The closing section of the opinion points out that the SEC’s pursuit of disgorgement in general, and arguably in this case, has transgressed each of those three limits. Sotomayor notes that the SEC “does not always return the entirety of disgorgement proceeds to investors, instead depositing a portion of its collections in a fund in the Treasury.” That is difficult to reconcile with the court’s view that “[t]he equitable nature of the profits remedy generally requires the SEC to return a defendant’s gains to wronged investors for their benefit.” Sotomayor is unimpressed by the SEC’s broad argument that “the very fact that it conducted an enforcement action” is enough to show that the relief benefits investors, concluding that the SEC’s conception of investor benefit would “render [the statute] meaningless.” The opinion leaves open the possibility that the government might retain funds in a case in which “it is infeasible to distribute the collected funds to investors,” but it would not be easy to fashion such a remedy consistently with the court’s analysis.
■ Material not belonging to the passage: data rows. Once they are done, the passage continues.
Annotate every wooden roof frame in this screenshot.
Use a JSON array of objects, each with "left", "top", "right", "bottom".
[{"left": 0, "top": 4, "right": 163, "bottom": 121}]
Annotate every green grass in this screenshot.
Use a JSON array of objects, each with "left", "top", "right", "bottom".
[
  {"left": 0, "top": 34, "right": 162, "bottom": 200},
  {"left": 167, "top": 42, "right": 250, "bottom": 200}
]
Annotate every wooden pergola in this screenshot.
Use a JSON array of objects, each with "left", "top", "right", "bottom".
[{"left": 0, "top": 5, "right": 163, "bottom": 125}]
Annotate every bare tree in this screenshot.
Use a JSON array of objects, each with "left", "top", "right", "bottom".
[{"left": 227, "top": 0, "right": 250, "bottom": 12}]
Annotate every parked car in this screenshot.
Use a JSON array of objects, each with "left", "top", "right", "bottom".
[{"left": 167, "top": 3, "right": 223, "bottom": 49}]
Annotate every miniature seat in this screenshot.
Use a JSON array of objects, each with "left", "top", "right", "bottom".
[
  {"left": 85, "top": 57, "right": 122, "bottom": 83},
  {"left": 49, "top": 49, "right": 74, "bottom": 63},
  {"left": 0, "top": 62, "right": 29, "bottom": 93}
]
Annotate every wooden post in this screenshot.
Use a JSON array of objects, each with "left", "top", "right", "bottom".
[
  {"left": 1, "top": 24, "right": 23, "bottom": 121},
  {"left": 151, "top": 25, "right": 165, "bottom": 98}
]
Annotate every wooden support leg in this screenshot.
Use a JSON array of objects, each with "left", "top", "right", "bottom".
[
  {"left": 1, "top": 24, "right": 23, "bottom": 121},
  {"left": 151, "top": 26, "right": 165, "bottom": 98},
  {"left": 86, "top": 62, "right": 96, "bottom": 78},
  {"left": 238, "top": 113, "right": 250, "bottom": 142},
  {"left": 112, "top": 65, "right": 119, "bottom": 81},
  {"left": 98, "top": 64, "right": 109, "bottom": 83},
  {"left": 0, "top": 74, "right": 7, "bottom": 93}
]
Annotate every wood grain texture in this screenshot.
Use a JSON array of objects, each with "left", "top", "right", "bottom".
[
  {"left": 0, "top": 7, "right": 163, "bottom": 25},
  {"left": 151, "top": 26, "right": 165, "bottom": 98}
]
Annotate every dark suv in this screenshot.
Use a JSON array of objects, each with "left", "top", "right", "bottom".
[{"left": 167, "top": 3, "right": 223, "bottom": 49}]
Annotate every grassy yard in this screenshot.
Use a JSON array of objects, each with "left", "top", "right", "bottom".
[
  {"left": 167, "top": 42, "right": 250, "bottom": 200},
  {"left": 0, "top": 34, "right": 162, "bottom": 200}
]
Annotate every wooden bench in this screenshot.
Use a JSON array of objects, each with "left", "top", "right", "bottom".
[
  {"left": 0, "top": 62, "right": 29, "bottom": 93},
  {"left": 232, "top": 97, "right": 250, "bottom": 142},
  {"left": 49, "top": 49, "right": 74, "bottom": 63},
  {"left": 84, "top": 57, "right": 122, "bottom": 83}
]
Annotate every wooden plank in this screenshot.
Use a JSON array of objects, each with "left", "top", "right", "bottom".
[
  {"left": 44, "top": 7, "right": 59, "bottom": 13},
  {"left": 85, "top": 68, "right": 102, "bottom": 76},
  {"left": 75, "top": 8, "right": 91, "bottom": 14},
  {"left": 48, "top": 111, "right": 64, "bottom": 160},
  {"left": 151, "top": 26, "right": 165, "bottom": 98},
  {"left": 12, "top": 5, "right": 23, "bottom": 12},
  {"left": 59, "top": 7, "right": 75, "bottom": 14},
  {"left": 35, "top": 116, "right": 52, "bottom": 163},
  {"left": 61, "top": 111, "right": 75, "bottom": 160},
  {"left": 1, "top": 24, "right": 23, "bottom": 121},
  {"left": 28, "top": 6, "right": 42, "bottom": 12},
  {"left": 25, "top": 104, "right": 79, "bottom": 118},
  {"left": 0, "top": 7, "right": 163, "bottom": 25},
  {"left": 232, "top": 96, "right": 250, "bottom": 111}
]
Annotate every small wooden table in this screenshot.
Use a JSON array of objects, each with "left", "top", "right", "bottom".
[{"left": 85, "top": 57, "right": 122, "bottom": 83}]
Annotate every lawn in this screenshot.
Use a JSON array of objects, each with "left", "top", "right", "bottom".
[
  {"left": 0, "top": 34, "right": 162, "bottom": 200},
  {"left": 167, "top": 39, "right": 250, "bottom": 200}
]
Similarly, the opinion criticizes the SEC’s common imposition of “joint-and-several liability” in disgorgement cases, which Sotomayor finds to be “at odds with the common-law rule requiring individual liability for wrongful profits” because it “could transform any equitable profits-focused remedy into a penalty.” Again, the opinion allows that the lower court could find on remand that joint-and-several liability is appropriate in this case because the finances of the two defendants here (husband and wife) were so “commingled” that both spouses “enjoy[ed] the fruits of the scheme,” but that circumstance may be absent in many disgorgement cases.

Finally, Sotomayor flatly rejects the practice (followed by the lower court here) of ordering disgorgement of all revenues, explaining that “courts must deduct legitimate expenses before ordering disgorgement.” Sotomayor acknowledges the possibility that “personal services” expenses should be disallowed as “inequitable” in a case in which defendants operated an “entirely fraudulent scheme.” But the record here showed a variety of ordinary expenses to third parties for such items as leases and cancer-treatment equipment. To the extent those items “have value independent of fueling a fraudulent scheme,” the lower court should have permitted their deduction from the award.

Liu may not be regarded as a major securities decision. It should, though, bring a significant shift to the SEC’s disgorgement practice, to which the lower courts have been much more receptive than has the Supreme Court.